On Wed, Sep 4, 2019 at 9:27 PM <thomas(a)hoberg.net> wrote:
I am seeing more success than failures at creating single and triple
node
hyperconverged setups after some weeks of experimentation so I am branching
out to additional features: In this case the ability to use SSDs as cache
media for hard disks.
I tried first with a single node that combined caching and compression and
that fails during the creation of LVMs.
I tried again without the VDO compression, but actually the results where
identical whilst VDO compression but without the LV cache worked ok.
I tried various combinations, using less space etc., but the results are
always the same and unfortunately rather cryptic (substituted the physical
disk label with {disklabel}):
TASK [gluster.infra/roles/backend_setup : Extend volume group]
*****************
failed: [{hostname}] (item={u'vgname': u'gluster_vg_{disklabel}p1',
u'cachethinpoolname': u'gluster_thinpool_gluster_vg_{disklabel}p1',
u'cachelvname': u'cachelv_gluster_thinpool_gluster_vg_{disklabel}p1',
u'cachedisk': u'/dev/sda4', u'cachemetalvname':
u'cache_gluster_thinpool_gluster_vg_{disklabel}p1', u'cachemode':
u'writeback', u'cachemetalvsize': u'70G', u'cachelvsize':
u'630G'}) =>
{"ansible_loop_var": "item", "changed": false,
"err": " Physical volume
\"/dev/mapper/vdo_{disklabel}p1\" still in use\n", "item":
{"cachedisk":
"/dev/sda4", "cachelvname":
"cachelv_gluster_thinpool_gluster_vg_{disklabel}p1", "cachelvsize":
"630G",
"cachemetalvname":
"cache_gluster_thinpool_gluster_vg_{disklabel}p1",
"cachemetalvsize": "70G", "cachemode":
"writeback", "cachethinpoolname":
"gluster_thinpool_gluster_vg_{disklabel}p1", "vgname":
"gluster_vg_{disklabel}p1"}, "msg": "Unable to reduce
gluster_vg_{disklabel}p1 by /dev/dm-15.", "rc": 5}
somewhere within that I see something that points to a race condition
("still in use").
Unfortunately I have not been able to pinpoint the raw logs which are used
at that stage and I wasn't able to obtain more info.
At this point quite a bit of storage setup is already done, so rolling
back for a clean new attempt, can be a bit complicated, with reboots to
reconcile the kernel with data on disk.
I don't actually believe it's related to single node and I'd be quite
happy to move the creation of the SSD cache to a later stage, but in a VDO
setup, this looks slightly complex to someone without intimate knowledge of
LVS-with-cache-and-perhaps-thin/VDO/Gluster all thrown into one.

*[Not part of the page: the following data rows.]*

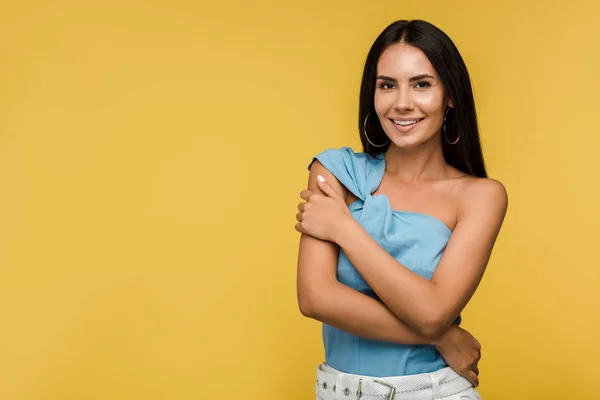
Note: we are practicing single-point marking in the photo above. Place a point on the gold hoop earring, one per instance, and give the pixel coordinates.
(444, 129)
(367, 136)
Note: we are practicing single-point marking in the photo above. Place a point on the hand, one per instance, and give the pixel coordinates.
(322, 216)
(462, 352)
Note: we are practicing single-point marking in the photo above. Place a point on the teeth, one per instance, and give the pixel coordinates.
(405, 123)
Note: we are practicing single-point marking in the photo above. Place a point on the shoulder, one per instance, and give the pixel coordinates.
(484, 196)
(357, 172)
(340, 156)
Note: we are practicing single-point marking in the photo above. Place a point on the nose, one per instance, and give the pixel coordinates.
(403, 99)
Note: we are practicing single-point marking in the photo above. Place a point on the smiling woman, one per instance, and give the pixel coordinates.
(395, 239)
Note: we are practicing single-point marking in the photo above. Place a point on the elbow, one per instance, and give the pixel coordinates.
(308, 303)
(433, 325)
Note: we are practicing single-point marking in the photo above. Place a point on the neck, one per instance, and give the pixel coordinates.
(421, 163)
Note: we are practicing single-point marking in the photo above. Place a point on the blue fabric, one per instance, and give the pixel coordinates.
(416, 240)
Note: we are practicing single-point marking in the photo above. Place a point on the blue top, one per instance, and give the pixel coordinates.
(416, 240)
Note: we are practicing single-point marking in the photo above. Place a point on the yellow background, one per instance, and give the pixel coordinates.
(151, 156)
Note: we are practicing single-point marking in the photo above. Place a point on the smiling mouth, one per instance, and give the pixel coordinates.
(406, 123)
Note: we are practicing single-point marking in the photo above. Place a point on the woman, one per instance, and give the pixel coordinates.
(396, 239)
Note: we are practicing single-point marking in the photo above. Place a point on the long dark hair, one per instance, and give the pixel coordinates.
(466, 155)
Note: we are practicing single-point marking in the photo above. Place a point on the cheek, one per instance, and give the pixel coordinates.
(382, 103)
(429, 102)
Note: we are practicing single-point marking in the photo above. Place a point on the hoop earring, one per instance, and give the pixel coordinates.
(444, 129)
(367, 136)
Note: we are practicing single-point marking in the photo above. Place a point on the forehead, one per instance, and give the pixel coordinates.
(403, 60)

Needless the feature set (SSD caching & compressed-dedup) sounds terribly
attractive but when things don't just work, it's more terrifying.
Hi Thomas,
The way we have to write the variables for 2.8 while setting up cache.
Currently we are writing something like this:
>>>
gluster_infra_cache_vars:
- vgname: vg_sdb2
cachedisk: /dev/sdb3
cachelvname: cachelv_thinpool_vg_sdb2
cachethinpoolname: thinpool_vg_sdb2
cachelvsize: '10G'
cachemetalvsize: '2G'
cachemetalvname: cache_thinpool_vg_sdb2
cachemode: writethrough
===================
Not that cachedisk is provided as /dev/sdb3 which would be extended with vg
vg_sdb2 ... this works well
The module will take care of extending the vg with /dev/sdb3.

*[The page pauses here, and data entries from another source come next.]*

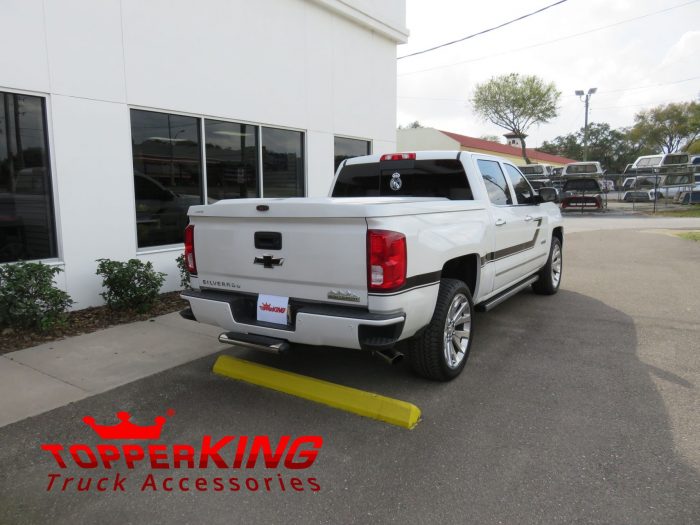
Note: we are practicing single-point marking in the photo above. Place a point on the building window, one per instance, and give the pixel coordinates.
(283, 163)
(167, 174)
(27, 227)
(348, 148)
(232, 160)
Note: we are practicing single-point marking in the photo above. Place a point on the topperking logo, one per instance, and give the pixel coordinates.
(110, 467)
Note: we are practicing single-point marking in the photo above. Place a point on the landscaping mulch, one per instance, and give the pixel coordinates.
(87, 321)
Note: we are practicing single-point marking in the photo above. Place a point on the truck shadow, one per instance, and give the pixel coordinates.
(554, 415)
(554, 420)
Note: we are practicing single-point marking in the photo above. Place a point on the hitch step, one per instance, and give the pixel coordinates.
(255, 342)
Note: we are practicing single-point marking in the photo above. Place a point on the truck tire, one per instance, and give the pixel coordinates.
(550, 274)
(440, 350)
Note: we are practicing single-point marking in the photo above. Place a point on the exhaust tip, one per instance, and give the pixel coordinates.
(389, 356)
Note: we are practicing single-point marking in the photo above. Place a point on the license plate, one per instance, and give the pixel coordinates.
(273, 309)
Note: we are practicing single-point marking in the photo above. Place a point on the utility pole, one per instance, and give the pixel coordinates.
(587, 96)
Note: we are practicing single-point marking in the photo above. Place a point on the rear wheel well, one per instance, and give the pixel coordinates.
(558, 232)
(464, 268)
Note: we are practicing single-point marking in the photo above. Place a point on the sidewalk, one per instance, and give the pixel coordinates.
(44, 377)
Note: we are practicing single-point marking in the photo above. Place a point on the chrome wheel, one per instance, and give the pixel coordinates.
(556, 264)
(457, 330)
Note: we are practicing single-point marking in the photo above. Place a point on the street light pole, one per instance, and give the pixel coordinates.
(587, 96)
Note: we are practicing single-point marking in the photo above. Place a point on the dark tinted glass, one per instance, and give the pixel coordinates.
(425, 178)
(167, 174)
(495, 182)
(27, 229)
(283, 163)
(577, 169)
(523, 191)
(535, 169)
(232, 160)
(587, 185)
(348, 148)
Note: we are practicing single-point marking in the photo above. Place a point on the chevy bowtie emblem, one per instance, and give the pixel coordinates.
(268, 261)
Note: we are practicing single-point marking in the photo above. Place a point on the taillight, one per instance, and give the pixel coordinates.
(386, 260)
(190, 261)
(399, 156)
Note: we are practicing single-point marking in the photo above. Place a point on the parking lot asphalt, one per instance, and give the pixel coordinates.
(581, 407)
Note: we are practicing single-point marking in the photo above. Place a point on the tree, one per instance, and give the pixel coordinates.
(671, 127)
(515, 102)
(613, 148)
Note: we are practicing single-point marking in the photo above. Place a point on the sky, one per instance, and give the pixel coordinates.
(638, 54)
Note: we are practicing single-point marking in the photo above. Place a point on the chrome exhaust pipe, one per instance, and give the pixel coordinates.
(390, 355)
(255, 342)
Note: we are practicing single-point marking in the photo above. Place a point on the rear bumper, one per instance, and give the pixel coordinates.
(311, 324)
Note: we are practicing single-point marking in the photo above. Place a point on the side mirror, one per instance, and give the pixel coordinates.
(548, 195)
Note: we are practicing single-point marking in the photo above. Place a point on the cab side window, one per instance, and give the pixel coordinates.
(495, 182)
(523, 190)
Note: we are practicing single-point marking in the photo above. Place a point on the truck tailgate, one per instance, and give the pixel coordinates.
(317, 259)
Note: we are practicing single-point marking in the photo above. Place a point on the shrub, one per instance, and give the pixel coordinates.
(131, 285)
(184, 274)
(29, 298)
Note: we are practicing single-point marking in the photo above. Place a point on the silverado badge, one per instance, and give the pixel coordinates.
(344, 295)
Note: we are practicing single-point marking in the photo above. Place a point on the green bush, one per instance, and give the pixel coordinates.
(29, 298)
(131, 285)
(184, 274)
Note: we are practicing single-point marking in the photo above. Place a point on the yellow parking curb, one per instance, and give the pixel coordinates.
(366, 404)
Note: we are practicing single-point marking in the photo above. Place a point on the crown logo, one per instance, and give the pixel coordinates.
(127, 430)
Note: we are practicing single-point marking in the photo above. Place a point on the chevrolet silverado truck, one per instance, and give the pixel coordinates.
(394, 261)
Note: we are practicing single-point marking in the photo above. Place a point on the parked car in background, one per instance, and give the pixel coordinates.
(642, 195)
(582, 192)
(578, 169)
(690, 197)
(646, 163)
(536, 171)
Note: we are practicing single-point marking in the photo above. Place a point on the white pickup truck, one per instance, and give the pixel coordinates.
(401, 252)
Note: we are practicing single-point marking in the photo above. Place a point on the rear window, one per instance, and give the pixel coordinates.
(531, 170)
(421, 178)
(581, 168)
(582, 185)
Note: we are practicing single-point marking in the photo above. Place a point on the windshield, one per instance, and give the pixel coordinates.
(649, 161)
(678, 180)
(421, 178)
(581, 168)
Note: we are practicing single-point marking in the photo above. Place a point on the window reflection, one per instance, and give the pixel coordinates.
(167, 174)
(347, 148)
(27, 229)
(232, 160)
(283, 163)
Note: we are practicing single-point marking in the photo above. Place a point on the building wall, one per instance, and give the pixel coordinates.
(298, 64)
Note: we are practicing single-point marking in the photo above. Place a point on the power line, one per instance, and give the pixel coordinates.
(601, 28)
(484, 31)
(599, 92)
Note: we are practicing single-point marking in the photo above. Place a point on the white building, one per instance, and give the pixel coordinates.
(118, 114)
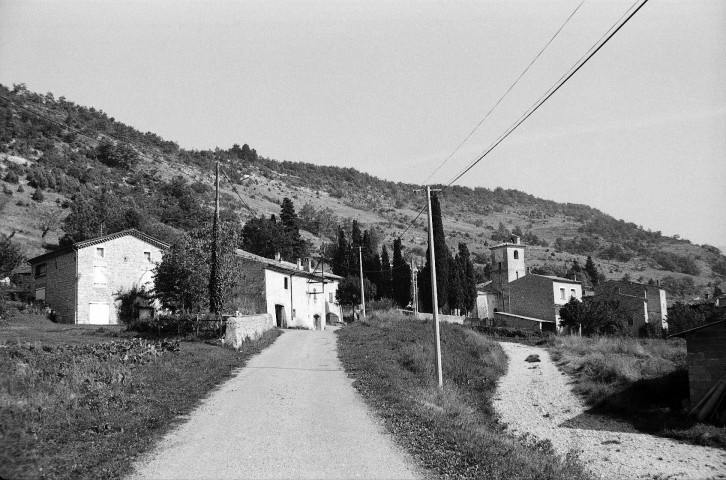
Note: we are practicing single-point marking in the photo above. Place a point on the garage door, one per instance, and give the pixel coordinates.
(98, 313)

*However with Ansible-2.8 we cannot provide like this but have to be more
explicit. And have to mention the pv underlying*
*this volume group vg_sdb2. So, with respect to 2.8 we have to write that
variable like:*
>>>>>>>>>>>
>>>
gluster_infra_cache_vars:
- vgname: vg_sdb2
cachedisk: '/dev/sdb2,/dev/sdb3'
cachelvname: cachelv_thinpool_vg_sdb2
cachethinpoolname: thinpool_vg_sdb2
cachelvsize: '10G'
cachemetalvsize: '2G'
cachemetalvname: cache_thinpool_vg_sdb2
cachemode: writethrough
=====================
Note that I have mentioned both /dev/sdb2 and /dev/sdb3.

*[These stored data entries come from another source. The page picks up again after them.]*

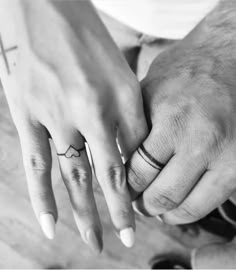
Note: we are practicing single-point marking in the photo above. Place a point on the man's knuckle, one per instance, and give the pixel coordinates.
(163, 200)
(136, 179)
(189, 212)
(123, 214)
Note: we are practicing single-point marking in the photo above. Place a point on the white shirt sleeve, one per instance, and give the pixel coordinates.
(159, 18)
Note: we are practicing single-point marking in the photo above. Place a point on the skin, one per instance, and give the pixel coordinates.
(190, 101)
(67, 80)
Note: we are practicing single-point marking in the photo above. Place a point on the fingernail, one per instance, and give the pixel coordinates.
(136, 209)
(127, 237)
(159, 219)
(48, 225)
(94, 240)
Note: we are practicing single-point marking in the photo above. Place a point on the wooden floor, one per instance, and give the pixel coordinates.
(22, 244)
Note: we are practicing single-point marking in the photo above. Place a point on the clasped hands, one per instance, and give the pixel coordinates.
(75, 86)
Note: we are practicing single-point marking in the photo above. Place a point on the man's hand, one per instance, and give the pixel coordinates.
(187, 165)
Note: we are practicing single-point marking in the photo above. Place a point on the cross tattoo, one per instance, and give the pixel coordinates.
(3, 53)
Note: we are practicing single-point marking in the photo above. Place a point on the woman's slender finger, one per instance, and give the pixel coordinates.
(110, 173)
(37, 162)
(77, 176)
(131, 133)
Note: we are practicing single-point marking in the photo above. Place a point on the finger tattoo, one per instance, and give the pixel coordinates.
(72, 152)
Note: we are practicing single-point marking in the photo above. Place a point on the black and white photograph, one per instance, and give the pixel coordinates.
(117, 134)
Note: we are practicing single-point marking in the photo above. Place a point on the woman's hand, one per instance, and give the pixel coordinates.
(187, 165)
(64, 76)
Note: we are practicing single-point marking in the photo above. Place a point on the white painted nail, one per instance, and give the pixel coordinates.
(159, 219)
(48, 225)
(136, 209)
(127, 237)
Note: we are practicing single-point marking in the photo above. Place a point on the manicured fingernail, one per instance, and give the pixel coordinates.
(127, 237)
(136, 209)
(94, 240)
(48, 225)
(159, 219)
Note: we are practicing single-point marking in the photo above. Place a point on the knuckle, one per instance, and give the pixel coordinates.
(189, 213)
(37, 163)
(114, 175)
(123, 214)
(136, 179)
(79, 176)
(162, 200)
(84, 211)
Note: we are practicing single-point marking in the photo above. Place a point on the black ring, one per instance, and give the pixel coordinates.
(150, 159)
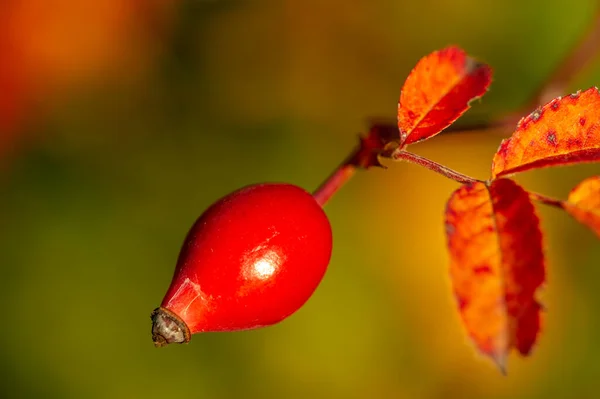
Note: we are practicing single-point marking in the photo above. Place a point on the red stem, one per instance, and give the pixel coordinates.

This change is backward compatible, that is it works with 2.7 as well. I
have raised an issue with Ansible as well.
Which can be found here:
https://github.com/ansible/ansible/issues/56501
However, @olafbuitelaar has fixed this in gluster-ansible-infra, and the
patch is merged in master.
If you can checkout master branch, you should be fine.